On March 13, 2026, Sonata Software Limited formally communicated the approval of a proposed Trading Plan submitted by the Sonata Software Limited Employee Welfare Trust. This approval was granted by the undersigned Compliance Officer in compliance with prevailing insider trading regulations.

Key Details of the Approved Trading Plan

The designated person for this transaction is the Sonata Software Limited Employee Welfare Trust (PAN – AABTS3528E). The plan exclusively outlines the Acquisition of securities.

Trade Parameters:

  • Value of Trade: Capped at Upto INR 2 Cr.
  • Proposed Trading Window: A narrow window scheduled from Monday, August 10, 2026, through Friday, August 14, 2026. This interval adheres to the requirement of not exceeding five consecutive trading days.
  • Price Range: Marked as NOT APPLICABLE, as is standard for acquisition plans where no upper price limit is set by the insider.

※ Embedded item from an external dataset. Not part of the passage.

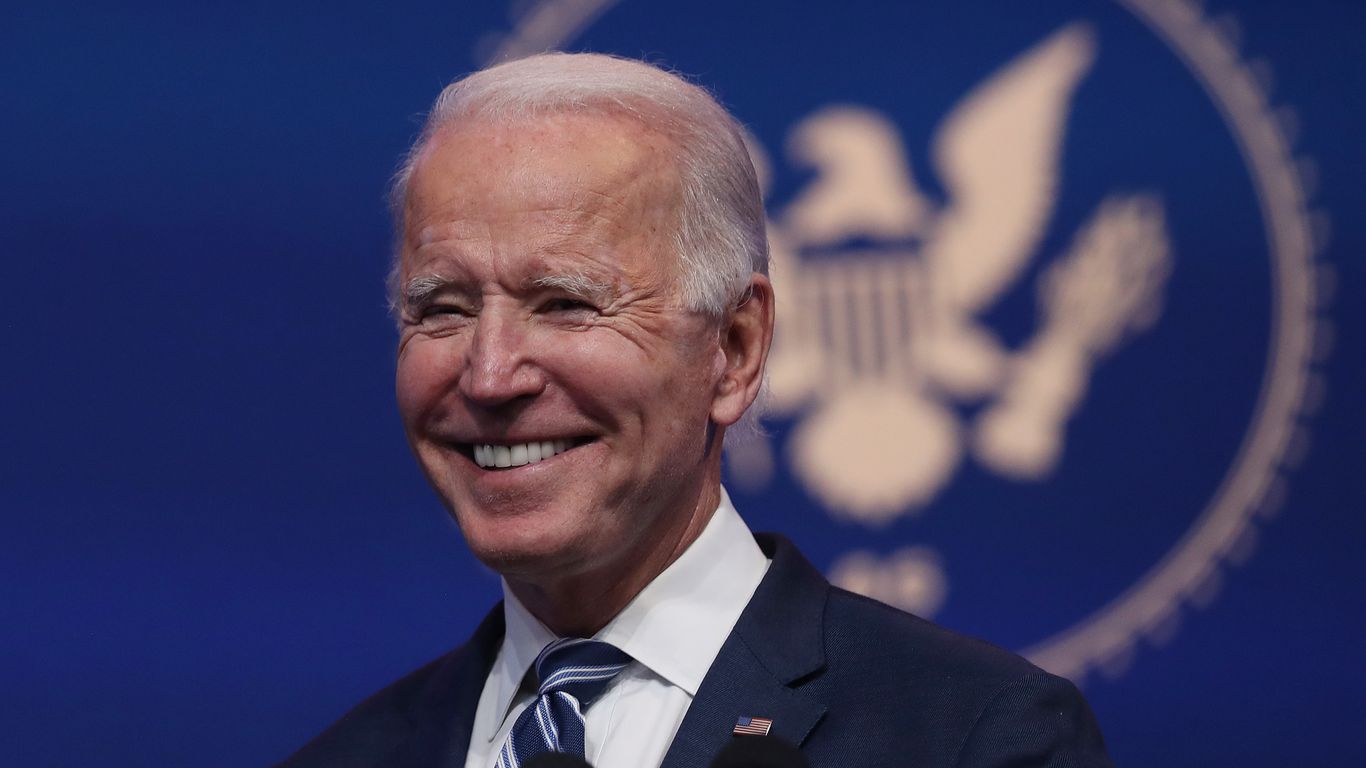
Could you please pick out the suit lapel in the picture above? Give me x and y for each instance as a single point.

Mandatory Affirmations and Compliance

The Trustees, Mohan Muthuraj and Vasan VMS, provided several mandatory affirmations affirming the integrity of the plan:

  1. The plan does not overlap with any previously approved Trading Plan.
  2. They confirmed that they were not in possession of any UPSI at the time of submission. If any UPSI materializes later, trades will only commence after such information becomes generally available.
  3. The plan is formulated in good faith and is explicitly not intended for market abuse or for evading insider trading regulations.
  4. The Trustees undertook that once approved, the plan shall be irrevocable, and no trades will be executed outside the defined scope, except in cases of permanent incapacity or operation of law.
  5. A commitment was made to intimate all executed trades to the compliance officer within two trading days of the transaction date, along with necessary contract notes.

Internal Review and Sign-off

The internal review process, managed by the Compliance Officer, Mangal Kulkarni, resulted in an Approval Status recorded on the same date of receipt, March 13, 2026. The physical signatures of the Trustees confirmed their acceptance of the terms outlined for the acquisition program.